About Wicked Campers Australia
Wicked Campers Australia Review
Some companies apologise for their vans. Wicked is not one of them. Since 1997, they have been parking brightly spray-painted campervans in front of national parks, surf breaks and outback roadhouses across Australia — and the art has only gotten louder. That is the whole point. You are not renting a white box that blends into traffic. You are renting a billboard with a kitchen.
But the vehicles themselves have changed considerably since the early days. The Wicked of 2026 is a different company from the Wicked that gave budget travel a bad name a decade ago. The fleet now spans proper kitchen-equipped 2-berth campervans up to fully rigged 5-berth 4WD adventure rigs with compressor fridges, 300W solar and 70-litre water tanks. If you are still picturing a rusty hatchback with a foam mat, you are looking at old reviews.
The Fleet
The campervan lineup starts with the Budget Mini Camper — a Hyundai i20 or similar fitted with a rooftop tent for up to three people. No kitchen, no frills, the cheapest way to sleep outdoors without booking a site. Above that, the core of the fleet is the Wicked Van 2 and Wicked Van 2-3, both built on Toyota Estima or similar vans with a rear kitchenette, gas cooker, ice cooler and a double bed that converts to a lounge. Manual and automatic options are available on most models.

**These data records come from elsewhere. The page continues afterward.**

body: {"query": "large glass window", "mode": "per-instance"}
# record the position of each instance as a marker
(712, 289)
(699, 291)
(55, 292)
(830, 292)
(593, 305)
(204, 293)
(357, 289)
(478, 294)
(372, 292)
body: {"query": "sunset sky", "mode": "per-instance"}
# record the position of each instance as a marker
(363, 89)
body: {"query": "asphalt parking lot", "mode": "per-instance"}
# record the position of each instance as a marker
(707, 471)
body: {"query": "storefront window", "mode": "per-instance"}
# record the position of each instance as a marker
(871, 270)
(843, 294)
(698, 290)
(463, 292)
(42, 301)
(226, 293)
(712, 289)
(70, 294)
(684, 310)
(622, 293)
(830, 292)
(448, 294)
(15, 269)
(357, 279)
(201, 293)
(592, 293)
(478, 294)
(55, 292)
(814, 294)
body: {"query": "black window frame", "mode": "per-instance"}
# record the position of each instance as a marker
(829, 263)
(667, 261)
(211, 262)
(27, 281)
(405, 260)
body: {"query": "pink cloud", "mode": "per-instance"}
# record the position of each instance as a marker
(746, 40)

The Mystery Machine range adds the signature Scooby-Doo-inspired paint scheme to the same mechanical package — same kitchenette, same bed, different artwork. There is a 2-berth, a 2-3 berth built on a Toyota Regius, and a Hi-Top 2 with a raised roofline and fresh and grey water tanks included. If you want standing height without paying premium rates, the Hi-Top is the pick.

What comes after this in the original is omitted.